Джонатан вошел внутрь дома, направился на кухню и бросил рюкзак на стол у холодильника. Висевшая у окна липучка была облеплена мухами. Облеплена настолько, что клейкие трупы ее жертв полностью покрывали ее, подобно запущенному шанкру, покрывающему язык. Он увидел, как муха начала кружиться вокруг липучки, поднырнула под нее и наконец присела на спинку одного из трупов. Джонатан с легким отвращением смотрел, как муха протянула хоботок в зазор между головой и тораксом трупа и начала есть.

Тогда его наконец накрыло омерзение, и он начал двигаться из комнаты в комнату, пододвигая стулья, поднимаясь к потолку и снимая эти липкие мавзолеи. Он так торопился закончить этот отвратительный труд, что дважды липучка падала на него, коронуя гадостным венцом. Он выбегал из дома, сгорбленный, с согнутыми руками, словно житель Помпеи, на которого вот-вот прольется огненный дождь, а затем забегал снова, хныча; помощи ждать было неоткуда. Прежде чем снова засесть за составление указателя, ему пришлось вымыть голову.

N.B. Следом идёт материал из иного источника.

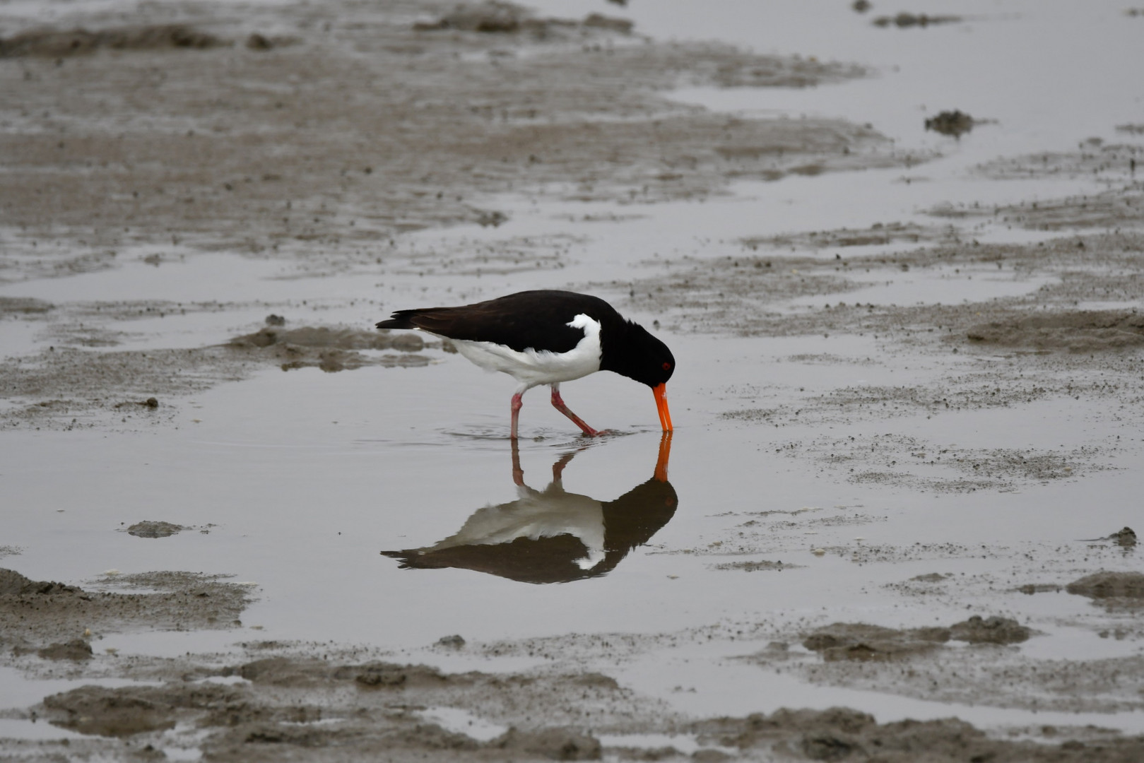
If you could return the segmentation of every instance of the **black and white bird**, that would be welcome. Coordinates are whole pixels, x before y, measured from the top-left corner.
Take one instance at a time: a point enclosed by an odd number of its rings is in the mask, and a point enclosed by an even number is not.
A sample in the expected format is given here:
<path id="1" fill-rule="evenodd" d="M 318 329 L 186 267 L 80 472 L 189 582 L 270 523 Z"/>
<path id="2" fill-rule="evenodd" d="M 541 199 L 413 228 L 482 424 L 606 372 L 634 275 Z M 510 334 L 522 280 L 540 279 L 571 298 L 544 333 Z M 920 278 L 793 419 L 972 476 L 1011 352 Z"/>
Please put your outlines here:
<path id="1" fill-rule="evenodd" d="M 672 431 L 666 387 L 675 372 L 672 351 L 599 297 L 558 291 L 518 292 L 456 308 L 398 310 L 378 328 L 416 328 L 452 340 L 461 355 L 482 368 L 516 379 L 513 439 L 521 398 L 540 384 L 553 388 L 553 406 L 585 435 L 599 435 L 561 398 L 561 382 L 597 371 L 614 371 L 651 387 L 664 431 Z"/>

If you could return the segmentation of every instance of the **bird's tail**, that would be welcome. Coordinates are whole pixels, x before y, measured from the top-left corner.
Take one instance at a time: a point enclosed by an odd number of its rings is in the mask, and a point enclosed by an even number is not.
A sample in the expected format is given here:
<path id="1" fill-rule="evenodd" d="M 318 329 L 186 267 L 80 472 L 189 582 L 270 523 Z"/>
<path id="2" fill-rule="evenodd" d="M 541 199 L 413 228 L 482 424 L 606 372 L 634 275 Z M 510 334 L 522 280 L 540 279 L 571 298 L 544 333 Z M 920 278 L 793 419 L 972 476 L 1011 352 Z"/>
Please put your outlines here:
<path id="1" fill-rule="evenodd" d="M 378 328 L 421 328 L 447 335 L 454 313 L 455 310 L 452 308 L 397 310 L 388 320 L 382 320 L 376 326 Z"/>
<path id="2" fill-rule="evenodd" d="M 398 310 L 389 317 L 388 320 L 382 320 L 378 324 L 378 328 L 419 328 L 414 323 L 420 310 Z"/>

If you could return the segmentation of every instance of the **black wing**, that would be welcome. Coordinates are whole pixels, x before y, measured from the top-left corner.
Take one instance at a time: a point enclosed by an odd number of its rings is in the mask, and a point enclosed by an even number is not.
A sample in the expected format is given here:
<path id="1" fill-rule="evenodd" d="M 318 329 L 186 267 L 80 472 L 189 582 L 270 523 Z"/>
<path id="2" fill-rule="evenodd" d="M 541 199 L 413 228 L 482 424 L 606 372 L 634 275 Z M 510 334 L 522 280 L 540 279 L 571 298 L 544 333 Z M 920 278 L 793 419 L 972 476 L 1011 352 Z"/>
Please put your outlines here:
<path id="1" fill-rule="evenodd" d="M 599 297 L 574 292 L 534 291 L 458 308 L 398 310 L 378 328 L 421 328 L 448 339 L 503 344 L 517 352 L 527 349 L 567 352 L 583 339 L 583 331 L 567 324 L 585 313 L 604 324 L 622 319 Z"/>

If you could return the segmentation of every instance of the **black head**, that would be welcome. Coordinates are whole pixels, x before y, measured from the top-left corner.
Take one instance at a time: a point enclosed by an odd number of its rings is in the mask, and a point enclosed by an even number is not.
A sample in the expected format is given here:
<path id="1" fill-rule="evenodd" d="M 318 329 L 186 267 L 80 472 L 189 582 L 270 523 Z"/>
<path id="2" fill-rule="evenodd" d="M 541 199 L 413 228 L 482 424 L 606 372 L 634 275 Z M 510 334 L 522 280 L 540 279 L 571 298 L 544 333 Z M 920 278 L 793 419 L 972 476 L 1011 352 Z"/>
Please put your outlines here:
<path id="1" fill-rule="evenodd" d="M 623 323 L 625 331 L 619 335 L 602 332 L 601 371 L 615 373 L 634 379 L 651 388 L 659 387 L 675 373 L 675 356 L 659 339 L 631 321 Z"/>

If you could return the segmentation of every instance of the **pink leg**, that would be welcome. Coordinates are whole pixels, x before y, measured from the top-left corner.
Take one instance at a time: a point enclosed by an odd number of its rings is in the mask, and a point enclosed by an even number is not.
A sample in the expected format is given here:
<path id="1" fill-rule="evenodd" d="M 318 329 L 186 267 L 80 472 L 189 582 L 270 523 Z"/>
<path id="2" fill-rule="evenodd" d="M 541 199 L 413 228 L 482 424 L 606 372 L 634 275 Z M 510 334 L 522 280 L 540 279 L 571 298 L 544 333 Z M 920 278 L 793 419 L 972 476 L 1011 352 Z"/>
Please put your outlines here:
<path id="1" fill-rule="evenodd" d="M 521 468 L 521 450 L 516 445 L 516 439 L 513 440 L 513 484 L 524 486 L 524 469 Z"/>
<path id="2" fill-rule="evenodd" d="M 524 392 L 517 392 L 516 395 L 513 396 L 513 406 L 511 406 L 513 407 L 513 434 L 510 435 L 510 437 L 513 439 L 516 439 L 516 420 L 521 418 L 521 408 L 524 406 L 524 400 L 521 399 L 522 395 L 524 395 Z"/>
<path id="3" fill-rule="evenodd" d="M 561 397 L 559 384 L 553 384 L 553 407 L 563 413 L 564 415 L 566 415 L 569 419 L 571 419 L 572 422 L 575 423 L 577 427 L 582 429 L 583 434 L 587 435 L 588 437 L 595 437 L 596 435 L 601 434 L 599 431 L 586 424 L 583 422 L 583 419 L 569 411 L 569 406 L 564 405 L 564 399 Z"/>

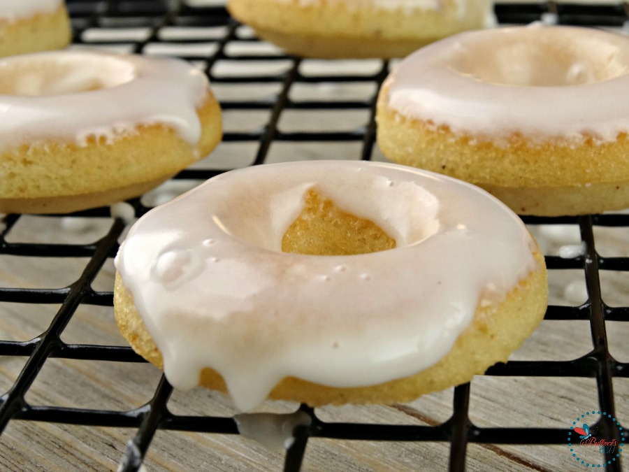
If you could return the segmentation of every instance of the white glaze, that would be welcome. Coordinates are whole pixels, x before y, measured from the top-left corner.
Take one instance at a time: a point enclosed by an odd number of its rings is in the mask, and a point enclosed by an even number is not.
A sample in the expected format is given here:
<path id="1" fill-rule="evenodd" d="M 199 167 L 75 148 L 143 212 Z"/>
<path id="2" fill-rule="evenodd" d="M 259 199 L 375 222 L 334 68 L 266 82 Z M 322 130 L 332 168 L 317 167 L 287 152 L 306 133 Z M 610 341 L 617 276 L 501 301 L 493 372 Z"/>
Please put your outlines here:
<path id="1" fill-rule="evenodd" d="M 52 13 L 61 4 L 62 0 L 1 0 L 0 20 L 13 22 L 38 13 Z"/>
<path id="2" fill-rule="evenodd" d="M 280 252 L 314 189 L 393 237 L 352 256 Z M 132 227 L 116 266 L 176 387 L 205 366 L 236 406 L 282 378 L 370 385 L 438 361 L 479 303 L 535 269 L 532 239 L 480 189 L 394 164 L 310 162 L 210 179 Z"/>
<path id="3" fill-rule="evenodd" d="M 208 80 L 189 63 L 96 51 L 0 59 L 0 151 L 51 140 L 108 142 L 138 124 L 163 123 L 195 144 Z M 96 90 L 95 90 L 96 89 Z"/>
<path id="4" fill-rule="evenodd" d="M 312 421 L 305 411 L 289 415 L 243 413 L 233 419 L 241 436 L 253 439 L 272 451 L 290 448 L 295 442 L 295 428 L 309 427 Z"/>
<path id="5" fill-rule="evenodd" d="M 292 3 L 294 0 L 274 0 L 281 3 Z M 457 4 L 465 0 L 456 0 Z M 334 4 L 342 3 L 348 8 L 373 8 L 382 10 L 441 10 L 444 6 L 444 0 L 298 0 L 301 6 L 321 5 L 324 3 Z"/>
<path id="6" fill-rule="evenodd" d="M 614 141 L 629 130 L 629 38 L 540 24 L 463 33 L 407 57 L 385 87 L 397 113 L 458 134 Z"/>

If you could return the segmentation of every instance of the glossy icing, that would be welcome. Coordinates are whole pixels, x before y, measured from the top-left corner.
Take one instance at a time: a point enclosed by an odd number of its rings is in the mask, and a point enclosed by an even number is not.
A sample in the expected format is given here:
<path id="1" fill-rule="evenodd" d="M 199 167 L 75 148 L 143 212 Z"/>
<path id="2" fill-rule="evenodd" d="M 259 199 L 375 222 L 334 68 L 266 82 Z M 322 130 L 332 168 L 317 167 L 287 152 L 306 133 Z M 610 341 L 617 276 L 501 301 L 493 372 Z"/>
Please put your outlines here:
<path id="1" fill-rule="evenodd" d="M 201 137 L 196 108 L 208 80 L 189 63 L 96 51 L 0 59 L 0 151 L 51 140 L 108 142 L 138 124 L 164 123 L 186 141 Z"/>
<path id="2" fill-rule="evenodd" d="M 397 248 L 351 256 L 280 252 L 313 189 Z M 211 366 L 236 406 L 282 378 L 375 385 L 433 365 L 478 304 L 537 266 L 520 219 L 483 190 L 361 162 L 257 166 L 210 179 L 134 224 L 116 258 L 176 387 Z"/>
<path id="3" fill-rule="evenodd" d="M 2 0 L 0 1 L 0 20 L 15 21 L 29 18 L 38 13 L 52 13 L 62 0 Z"/>
<path id="4" fill-rule="evenodd" d="M 241 436 L 259 442 L 267 449 L 282 451 L 295 442 L 297 427 L 310 427 L 312 418 L 305 411 L 288 415 L 241 413 L 233 417 Z"/>
<path id="5" fill-rule="evenodd" d="M 291 3 L 294 0 L 274 0 L 276 2 Z M 403 12 L 414 13 L 417 10 L 442 10 L 446 8 L 456 8 L 460 17 L 465 15 L 468 7 L 482 8 L 487 15 L 492 16 L 491 2 L 486 0 L 298 0 L 301 6 L 323 6 L 325 4 L 341 3 L 348 8 L 372 8 L 380 10 L 400 10 Z"/>
<path id="6" fill-rule="evenodd" d="M 629 130 L 629 37 L 541 24 L 463 33 L 407 57 L 385 87 L 400 115 L 455 134 L 613 141 Z"/>

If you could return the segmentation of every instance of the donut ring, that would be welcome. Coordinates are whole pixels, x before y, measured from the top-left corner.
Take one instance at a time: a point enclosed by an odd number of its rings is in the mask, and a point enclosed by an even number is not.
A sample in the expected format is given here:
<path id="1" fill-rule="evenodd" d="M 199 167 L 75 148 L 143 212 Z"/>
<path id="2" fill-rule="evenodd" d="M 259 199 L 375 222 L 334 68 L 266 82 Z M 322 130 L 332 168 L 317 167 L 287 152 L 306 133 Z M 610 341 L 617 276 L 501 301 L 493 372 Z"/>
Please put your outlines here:
<path id="1" fill-rule="evenodd" d="M 282 252 L 311 191 L 397 247 Z M 373 162 L 222 174 L 141 217 L 116 266 L 115 317 L 133 349 L 175 387 L 229 389 L 245 410 L 267 396 L 391 403 L 465 382 L 506 360 L 547 301 L 543 257 L 506 206 Z"/>
<path id="2" fill-rule="evenodd" d="M 521 214 L 621 209 L 628 90 L 629 37 L 540 25 L 464 33 L 390 74 L 378 144 L 396 162 L 471 182 Z"/>
<path id="3" fill-rule="evenodd" d="M 0 57 L 65 48 L 70 19 L 62 0 L 2 0 Z"/>
<path id="4" fill-rule="evenodd" d="M 261 38 L 325 59 L 403 57 L 493 17 L 487 0 L 229 0 L 227 6 Z"/>
<path id="5" fill-rule="evenodd" d="M 0 212 L 139 195 L 220 141 L 205 75 L 178 59 L 86 51 L 0 59 Z"/>

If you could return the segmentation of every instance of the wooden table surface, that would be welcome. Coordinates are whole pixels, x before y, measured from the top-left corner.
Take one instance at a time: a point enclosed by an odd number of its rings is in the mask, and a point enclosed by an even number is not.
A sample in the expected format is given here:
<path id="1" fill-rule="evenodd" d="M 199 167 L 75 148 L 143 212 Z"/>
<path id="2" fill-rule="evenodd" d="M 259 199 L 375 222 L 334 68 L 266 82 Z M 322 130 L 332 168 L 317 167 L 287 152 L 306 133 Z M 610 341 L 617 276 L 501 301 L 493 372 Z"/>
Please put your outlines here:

В кабинете золотой луч, пробиваясь сквозь щель в занавесках, высвечивал вытертое пятно на ковре. На экране «макинтоша» маленькие точки летали и отскакивали друг от друга, как насекомые в банке. Джонатан сел в кресло и включил лампу. Он передвинул мышку, и заставка экрана растворилась, уступив место тексту. До своего похода в магазин Джонатан дошел до термина «неф». Слово, обозначающее продольную часть храма. Он вбил три буквы в окно поисковика и нажал клавишу. Компьютер принялся за работу, обрабатывая текст, ища совпадения. Он почувствовал, как расслабляется, сливаясь с машиной. Эта чистая, эргономичная вещь щелкала и гудела по-дружески. Джонатан сконцентрировался на чувстве признательности, стараясь не обращать внимания на более низкое жужжание... Более низкое, более органическое, выдающее агонию.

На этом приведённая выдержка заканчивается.